How Will You Carry It?
All of the multi-tools in our test are designed to be compact and portable and taken along with you on a ride. The size, shape, and weight are all considerations for each model's portability, as is the way you intend to carry the tool. Will you be stashing it in a backpack or fanny pack where you have room to spare? Perhaps you'll be storing it in your bike's saddlebag where space is limited? Or maybe you're the type who carries it in a jersey pocket or storage bibs? In general, most multi-tools are slim and rectangular, with tools that fold out from the middle. This shape takes up little space no matter where you carry it.
If carrying the tool in a pocket, be it on your jersey, your shorts, or a pair of storage bibs, a smaller and lighter tool is likely to be less obtrusive and bounce around less than a heavier or larger model. You may also want to consider a tool that has a soft or smooth cover or case so that you don't have metal directly up against your skin. If you're squeezing your multi-tool into a small saddlebag with a bunch of other things, again a smaller tool may make the most sense from a space efficiency standpoint.
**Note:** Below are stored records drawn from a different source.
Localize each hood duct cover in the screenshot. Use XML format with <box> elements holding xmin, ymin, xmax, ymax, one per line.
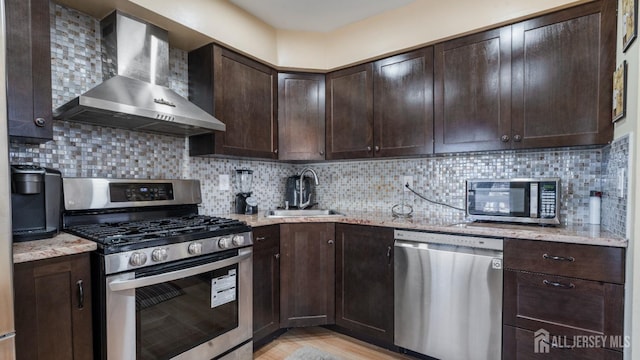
<box><xmin>54</xmin><ymin>11</ymin><xmax>225</xmax><ymax>136</ymax></box>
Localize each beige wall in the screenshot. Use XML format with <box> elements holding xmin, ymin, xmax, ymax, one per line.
<box><xmin>129</xmin><ymin>0</ymin><xmax>586</xmax><ymax>70</ymax></box>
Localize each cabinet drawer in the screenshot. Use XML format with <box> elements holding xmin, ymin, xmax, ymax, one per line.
<box><xmin>504</xmin><ymin>239</ymin><xmax>624</xmax><ymax>284</ymax></box>
<box><xmin>253</xmin><ymin>225</ymin><xmax>280</xmax><ymax>252</ymax></box>
<box><xmin>503</xmin><ymin>270</ymin><xmax>624</xmax><ymax>344</ymax></box>
<box><xmin>502</xmin><ymin>325</ymin><xmax>623</xmax><ymax>360</ymax></box>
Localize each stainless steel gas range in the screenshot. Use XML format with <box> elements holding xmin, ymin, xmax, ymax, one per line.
<box><xmin>63</xmin><ymin>178</ymin><xmax>253</xmax><ymax>360</ymax></box>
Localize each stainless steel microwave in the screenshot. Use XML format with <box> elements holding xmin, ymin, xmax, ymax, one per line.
<box><xmin>466</xmin><ymin>178</ymin><xmax>560</xmax><ymax>225</ymax></box>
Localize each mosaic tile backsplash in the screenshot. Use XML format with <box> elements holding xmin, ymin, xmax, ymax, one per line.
<box><xmin>10</xmin><ymin>3</ymin><xmax>629</xmax><ymax>236</ymax></box>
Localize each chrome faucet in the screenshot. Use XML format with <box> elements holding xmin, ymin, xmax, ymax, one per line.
<box><xmin>298</xmin><ymin>168</ymin><xmax>319</xmax><ymax>209</ymax></box>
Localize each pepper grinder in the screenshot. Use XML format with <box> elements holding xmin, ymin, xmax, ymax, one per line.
<box><xmin>589</xmin><ymin>190</ymin><xmax>602</xmax><ymax>225</ymax></box>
The tools in our test range in weight from 101g up to 178g. The heaviest models are generally the largest yet they are still plenty easy to stash in a pack and are relatively lightweight considering the wealth of tools they contain. Lighter is generally better, but even the most weight conscious riders we know are willing to ride around with an extra 50-70g to have all the features they want.
Recently, there is a growing trend among many mountain bikers to carry less gear on their backs and more gear on their bikes. It is incredibly comfortable and convenient to have everything you need, tool, tube, tire lever, C02, etc, always attached to your bike. The market has responded and there are some tools available that hold your tools and items in innovative ways. There are some that slide into your steerer tube, through your crank spindle, or even inside your fork's axle. We test one such model in our review, the OneUp EDC.
What Else Should You Carry?
In addition to a multi-tool, there are several other things that you should generally bring with you to fix problems out on the trail. It is important always to have a spare tube or two, tire levers, tubeless tire plugs (if your tires are set up tubeless), and a way to inflate your tires, either CO2 or a mini-pump. Most multi-tools don't have any of these items, although a few have tire levers included in their design. A quick link is also a great thing to bring that can help to simplify the chain repair process. Some multi-tools have quick link storage integrated into their design so it's always there when you need it.
There's plenty to consider when choosing the right multi-tool to meet your needs. We hope the information presented above helps you decide on the model that's right for you.